Indian civil servant

Lizzie Jacob is an Indian retired civil servant who served as Chief Secretary of the Government of Kerala from 31 October 2006 to 13 September 2007. She is a 1971-batch officer of the Indian Administrative Service (IAS).

== Career ==
Jacob served in the Government of Kerala in a number of senior administrative assignments. In the early 1980s she served as Director of the state's Directorate of Collegiate Education, with official succession lists recording her tenure from January 1982 to January 1983.

By 2004 she was serving as Principal Secretary in the Government of Kerala's Power Department.

== Chief Secretary of Kerala ==
Jacob became Chief Secretary of Kerala on 31 October 2006 and served until 13 September 2007.

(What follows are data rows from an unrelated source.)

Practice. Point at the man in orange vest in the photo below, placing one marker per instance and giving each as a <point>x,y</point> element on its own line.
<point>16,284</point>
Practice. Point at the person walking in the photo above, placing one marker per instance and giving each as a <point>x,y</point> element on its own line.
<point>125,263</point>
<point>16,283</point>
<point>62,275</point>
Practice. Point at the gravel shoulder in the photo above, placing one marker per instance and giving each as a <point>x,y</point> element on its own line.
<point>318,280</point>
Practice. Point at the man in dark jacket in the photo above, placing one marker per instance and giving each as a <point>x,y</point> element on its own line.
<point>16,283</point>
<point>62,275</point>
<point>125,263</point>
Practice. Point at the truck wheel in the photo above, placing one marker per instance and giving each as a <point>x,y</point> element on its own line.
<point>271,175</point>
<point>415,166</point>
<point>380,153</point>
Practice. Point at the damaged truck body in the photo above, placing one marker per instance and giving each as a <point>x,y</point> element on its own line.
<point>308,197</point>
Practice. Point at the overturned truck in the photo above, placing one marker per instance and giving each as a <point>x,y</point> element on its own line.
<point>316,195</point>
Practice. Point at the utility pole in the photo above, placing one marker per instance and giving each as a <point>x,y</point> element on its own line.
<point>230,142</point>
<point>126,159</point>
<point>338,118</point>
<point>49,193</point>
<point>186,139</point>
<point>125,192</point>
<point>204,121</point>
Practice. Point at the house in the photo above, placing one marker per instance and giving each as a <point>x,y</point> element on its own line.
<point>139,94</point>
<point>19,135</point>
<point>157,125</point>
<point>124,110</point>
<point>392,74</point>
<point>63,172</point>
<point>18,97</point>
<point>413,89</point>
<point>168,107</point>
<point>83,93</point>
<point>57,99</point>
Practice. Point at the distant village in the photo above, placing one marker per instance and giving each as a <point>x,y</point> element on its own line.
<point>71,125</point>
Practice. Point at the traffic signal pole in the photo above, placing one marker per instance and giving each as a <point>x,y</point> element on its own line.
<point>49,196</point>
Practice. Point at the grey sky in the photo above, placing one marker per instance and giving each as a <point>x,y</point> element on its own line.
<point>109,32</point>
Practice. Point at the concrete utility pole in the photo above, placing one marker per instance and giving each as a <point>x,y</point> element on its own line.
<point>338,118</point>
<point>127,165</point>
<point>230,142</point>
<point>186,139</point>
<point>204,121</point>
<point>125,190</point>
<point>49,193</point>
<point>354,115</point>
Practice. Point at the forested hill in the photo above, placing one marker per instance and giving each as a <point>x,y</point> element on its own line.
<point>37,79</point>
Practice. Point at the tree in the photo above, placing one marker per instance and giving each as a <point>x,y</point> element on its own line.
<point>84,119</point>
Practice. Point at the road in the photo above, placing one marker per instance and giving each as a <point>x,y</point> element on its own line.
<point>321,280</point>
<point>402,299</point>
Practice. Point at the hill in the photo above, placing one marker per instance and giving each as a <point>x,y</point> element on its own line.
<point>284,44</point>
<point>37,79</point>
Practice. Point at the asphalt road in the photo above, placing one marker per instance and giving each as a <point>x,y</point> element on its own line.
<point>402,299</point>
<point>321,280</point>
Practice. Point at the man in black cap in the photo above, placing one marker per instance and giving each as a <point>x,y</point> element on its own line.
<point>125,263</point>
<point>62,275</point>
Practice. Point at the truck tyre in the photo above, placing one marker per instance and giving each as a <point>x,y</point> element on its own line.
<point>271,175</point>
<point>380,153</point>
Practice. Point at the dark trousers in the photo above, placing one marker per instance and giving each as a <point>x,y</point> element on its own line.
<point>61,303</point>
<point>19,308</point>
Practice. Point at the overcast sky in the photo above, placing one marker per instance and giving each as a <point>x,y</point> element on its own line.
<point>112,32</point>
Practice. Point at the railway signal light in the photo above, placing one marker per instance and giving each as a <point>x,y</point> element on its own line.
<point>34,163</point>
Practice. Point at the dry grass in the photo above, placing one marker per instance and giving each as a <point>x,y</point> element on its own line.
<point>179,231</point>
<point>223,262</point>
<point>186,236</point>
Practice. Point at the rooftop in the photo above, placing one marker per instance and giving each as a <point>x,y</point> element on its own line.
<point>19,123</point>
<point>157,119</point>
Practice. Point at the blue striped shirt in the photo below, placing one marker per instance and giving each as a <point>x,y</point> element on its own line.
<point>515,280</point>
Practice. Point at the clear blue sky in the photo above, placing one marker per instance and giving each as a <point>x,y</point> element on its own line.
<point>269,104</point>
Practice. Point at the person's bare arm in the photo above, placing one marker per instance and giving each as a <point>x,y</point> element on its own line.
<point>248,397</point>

In September 2007 she went on leave and sought voluntary retirement from service, due to public disagreement with Chief Minister V. S. Achuthanandan over the construction of a helipad for a prime ministerial visit at Ponmudi.

== Personal life ==
Jacob is married to IAS officer Babu Jacob, who also served as Chief Secretary of Kerala (2004–2005).